021-medical_conditions

Medical conditions dataset

Description

A medical conditions dataset is a collection of information about various health-related issues experienced by people. This data can include symptoms, diagnoses, treatments, and outcomes for different diseases and conditions. The dataset is gathered using various methods, or “modalities,” such as electronic health records, surveys, wearable devices, and medical imaging. The purpose of collecting and analyzing this information is to better understand health trends, identify risk factors, and improve medical care for everyone.

Introduction

Medical diagnosis in research studies plays a crucial role in the understanding and advancement of medicine. In clinical research, the process of diagnosis is used to identify individuals with specific medical conditions and to determine the prevalence of these conditions within a study population. Diagnosis is also used to identify subgroups of individuals with similar characteristics or outcomes, which can help researchers to better understand the underlying disease mechanisms and to develop risk models, identify biomarkers for early detection of the disease and for monitoring its progress and to develop new treatments.

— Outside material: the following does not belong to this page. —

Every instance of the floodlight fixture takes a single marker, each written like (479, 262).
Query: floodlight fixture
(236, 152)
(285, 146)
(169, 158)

Survey data is a valuable resource for understanding various aspects of medical conditions. It involves collecting self-reported information from individuals about their health, symptoms, diagnoses, treatments, and lifestyle factors. This data is tabular, meaning it is organized in rows and columns, which makes it easy to analyze and compare.

Medical conditions data collected through surveys covers diverse body systems, such as the cardiovascular, respiratory, digestive, and nervous systems. It provides insights into disease prevalence, risk factors, and the impact on individuals’ lives.

Surveys are an attractive data modality due to their accessibility, cost-effectiveness, and ability to capture patient perspectives. This information helps researchers identify potential risk factors, inform prevention strategies, and shape public health policies, ultimately contributing to better health outcomes for diverse populations.

Measurement protocol

Upon registration to the Human Phenotype Project study, participants provide details about their medical conditions in the Initial Medical Survey. Further data is then gathered during an interview at the baseline visit (In-system drop down) and using the Follow-up Medical Survey when participants return for subsequent visits. The data source columns indicate where information was collected.

Questions and self-reported medical diagnoses were mapped to ICD-11 codes. Medical diagnoses at baseline were determined as diagnoses that were reported at the baseline visit or with an onset date prior to the baseline visit.

Baseline

  • Participants fill in medical conditions history in the Initial Medical Survey.
  • Interviewer asks participant question and fill in a drop down list of different conditions participants have (In-system drop down).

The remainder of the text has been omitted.